Extending the holding period to 10 to 25 years, however, improves outcomes for investors significantly. No investment into the Alsi would have delivered less than inflation over these time periods, and 97% of the time the gain would have been greater than inflation plus 5%.

Once the holding period is taken beyond 25 years, the impact of time is even greater and the real power of the stock market is revealed. For 100% of the time, investors who have stayed invested for this long have enjoyed returns of at least inflation plus 5%.
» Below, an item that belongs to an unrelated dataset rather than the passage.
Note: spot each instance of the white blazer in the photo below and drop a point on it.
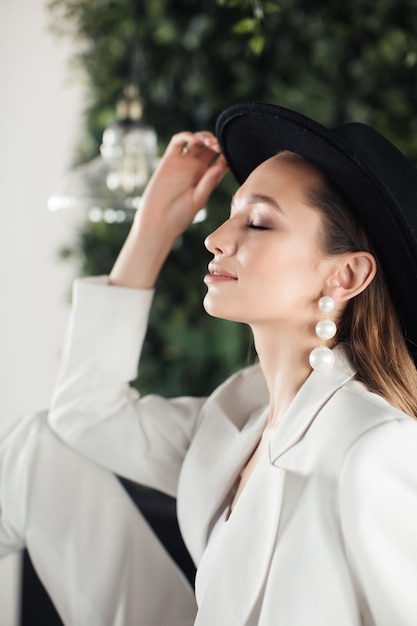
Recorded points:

Read: Six decades of inflation-beating returns on the JSE

A lesson from the dark days

Nothing illustrates the importance of having this kind of long-term view better than looking at what an investor’s experience would have been like in the 1970s and early 1980s.

Anyone who had invested in the Alsi in 1969 would have had to wait 10 years before their return climbed above inflation. This was the deepest and most protracted period of weakness in the local market over the past 50 years.

To put it in perspective, for five of the eight years from that start of 1969 to the end of 1976, the Alsi was negative. This included 1970 – the worst year in the JSE’s history – in which the index fell 34%.

There were also double-digit declines in 1975 and 1976.

Read: Become a millionaire. It’s easier than you think

Light at the end of the tunnel

It would have been incredibly difficult to stay invested through all of this. However, anyone who took their money out of the market would have missed the spectacular recovery that followed.

In five of the six years starting in 1978, the Alsi delivered above-inflation returns of greater than 17%. In the most remarkable period, between July 1979 and May 1981, the Alsi almost doubled – gaining 84% in less than 24 months.

The result of this rebound was that, even though an investor who started in 1969 would have seen a return consistently below inflation to the end of 1978, by the end of 1980 their return would be greater than inflation plus 5%.

Their overall gain would also never fall below inflation again. And from 1985 onwards, it would never be lower than inflation plus 5%. It would have required 17 years of patience to get to this point, but that patience would have been well rewarded.

This is why investing for the long-term means committing to a genuinely extended strategy. Over five years, and even 10 years, the stock market can go against you. If you give it long enough, however, it has always delivered genuine growth.